I have a deep appreciation of Johnny Cash and his music. It’s not that I love country, or that signature “boom-chicka-boom” drum beat. But what I love is how his music speaks to the reality of life. Cash doesn’t sing about idealistic pleasantries- he sings from his heart about the struggles of grief, love, rebellion and death. I believe the song “Folsom Prison Blues,” is the characteristic Cash song. It’s the title track of his album recorded live from within an actual prison. Here are the lyrics…
It’s rolling round the bend
And I ain’t seen the sunshine since I don’t know when,
I’m stuck in Folsom prison, and time keeps draggin’ on
But that train keeps a rollin’ on down to San Antone..
When I was just a baby my mama told me. Son,
Always be a good boy, don’t ever play with guns.

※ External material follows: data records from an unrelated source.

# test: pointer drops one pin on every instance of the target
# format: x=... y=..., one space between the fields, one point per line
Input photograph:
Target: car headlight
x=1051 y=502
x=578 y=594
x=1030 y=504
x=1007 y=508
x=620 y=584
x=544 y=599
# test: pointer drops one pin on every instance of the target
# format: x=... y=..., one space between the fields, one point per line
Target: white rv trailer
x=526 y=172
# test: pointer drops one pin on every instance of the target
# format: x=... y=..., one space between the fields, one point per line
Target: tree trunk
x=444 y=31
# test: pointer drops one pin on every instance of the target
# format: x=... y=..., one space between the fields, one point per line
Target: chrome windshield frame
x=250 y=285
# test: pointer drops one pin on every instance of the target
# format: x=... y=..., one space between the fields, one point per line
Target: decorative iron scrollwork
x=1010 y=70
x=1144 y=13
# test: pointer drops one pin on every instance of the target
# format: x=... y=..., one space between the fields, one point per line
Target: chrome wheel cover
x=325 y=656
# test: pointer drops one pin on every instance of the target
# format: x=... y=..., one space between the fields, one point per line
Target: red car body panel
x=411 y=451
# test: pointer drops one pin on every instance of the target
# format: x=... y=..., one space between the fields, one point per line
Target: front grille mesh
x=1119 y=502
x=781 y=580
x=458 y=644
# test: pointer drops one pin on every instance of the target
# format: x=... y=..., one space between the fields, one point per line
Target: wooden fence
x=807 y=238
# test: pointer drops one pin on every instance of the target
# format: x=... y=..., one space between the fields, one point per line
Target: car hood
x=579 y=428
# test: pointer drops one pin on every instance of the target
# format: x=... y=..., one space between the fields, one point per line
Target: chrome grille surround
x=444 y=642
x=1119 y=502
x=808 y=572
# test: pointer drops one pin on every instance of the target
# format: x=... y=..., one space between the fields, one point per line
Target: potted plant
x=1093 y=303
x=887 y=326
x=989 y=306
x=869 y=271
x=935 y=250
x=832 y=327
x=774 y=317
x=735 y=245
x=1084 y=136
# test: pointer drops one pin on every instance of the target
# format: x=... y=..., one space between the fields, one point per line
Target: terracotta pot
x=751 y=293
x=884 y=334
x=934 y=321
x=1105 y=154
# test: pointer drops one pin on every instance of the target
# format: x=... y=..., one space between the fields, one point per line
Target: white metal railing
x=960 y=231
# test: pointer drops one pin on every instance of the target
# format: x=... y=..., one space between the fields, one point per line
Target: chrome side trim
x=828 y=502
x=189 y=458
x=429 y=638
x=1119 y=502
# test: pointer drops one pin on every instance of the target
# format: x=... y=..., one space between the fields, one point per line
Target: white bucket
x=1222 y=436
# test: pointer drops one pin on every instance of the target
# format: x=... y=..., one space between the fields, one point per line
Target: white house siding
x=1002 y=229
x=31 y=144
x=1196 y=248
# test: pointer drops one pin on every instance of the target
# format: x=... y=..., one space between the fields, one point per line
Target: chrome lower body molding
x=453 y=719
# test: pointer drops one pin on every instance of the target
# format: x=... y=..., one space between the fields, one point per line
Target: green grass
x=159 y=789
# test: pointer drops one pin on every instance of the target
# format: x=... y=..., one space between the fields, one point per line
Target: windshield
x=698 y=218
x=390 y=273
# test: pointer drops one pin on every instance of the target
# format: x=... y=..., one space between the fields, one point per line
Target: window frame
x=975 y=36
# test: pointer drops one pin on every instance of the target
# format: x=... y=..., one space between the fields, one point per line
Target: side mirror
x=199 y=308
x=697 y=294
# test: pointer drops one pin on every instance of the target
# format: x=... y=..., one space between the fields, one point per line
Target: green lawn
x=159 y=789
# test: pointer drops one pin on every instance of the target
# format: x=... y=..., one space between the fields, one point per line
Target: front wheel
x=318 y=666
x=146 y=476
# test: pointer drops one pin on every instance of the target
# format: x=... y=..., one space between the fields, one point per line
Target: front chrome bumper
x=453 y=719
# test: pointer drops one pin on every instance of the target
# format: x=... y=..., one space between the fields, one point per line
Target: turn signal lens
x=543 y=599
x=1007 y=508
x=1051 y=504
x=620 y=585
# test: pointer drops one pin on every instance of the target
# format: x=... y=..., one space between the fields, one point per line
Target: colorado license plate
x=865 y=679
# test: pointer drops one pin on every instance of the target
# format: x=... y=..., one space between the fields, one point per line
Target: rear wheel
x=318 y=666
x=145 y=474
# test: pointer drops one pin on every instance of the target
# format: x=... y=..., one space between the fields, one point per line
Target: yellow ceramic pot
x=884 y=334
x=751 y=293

But I shot a man in Reno just to watch him die
When I hear that whistle blowing, I hang my head and cry..
I bet there’s rich folks eating in a fancy dining car
They’re probably drinkin’ coffee and smoking big cigars.
Well I know I had it coming, I know I can’t be free
But those people keep a movin’
And that’s what tortures me…
Well if they freed me from this prison,
If that railroad train was mine
I bet I’d move it on a little farther down the line
Far from Folsom prison, that’s where I want to stay
And I’d let that lonesome whistle blow my blues away…..
Folsom Prison Blues is a song about a man longing for freedom, for a chance to ride the train away from the troubles of his life. The tragedy of the song is that the man singing isn’t free from his troubles and this tortures him. The exhortation to freedom denies the reality that he is a prisoner.
This is the basic plight of being human. We all wish we could be free from the despairs of life. We wish we could transcend the difficulties and stress of our inability to be who we want to be. We long for a time when we could be free. Or as St. Paul says “For I have the desire to do what is good, but I cannot carry it out. For what I do is not the good I want to do; no, the evil I do not want to do—this I keep on doing.”
Yet when we hear, as if for the first time, that we are undividedly loved by God, we are rescued from the captivity of ourselves. When the deep, deep, love of Jesus touches our brokenness, we too taken far from Folsom Prison and the stresses and sorrows of our life are blown away.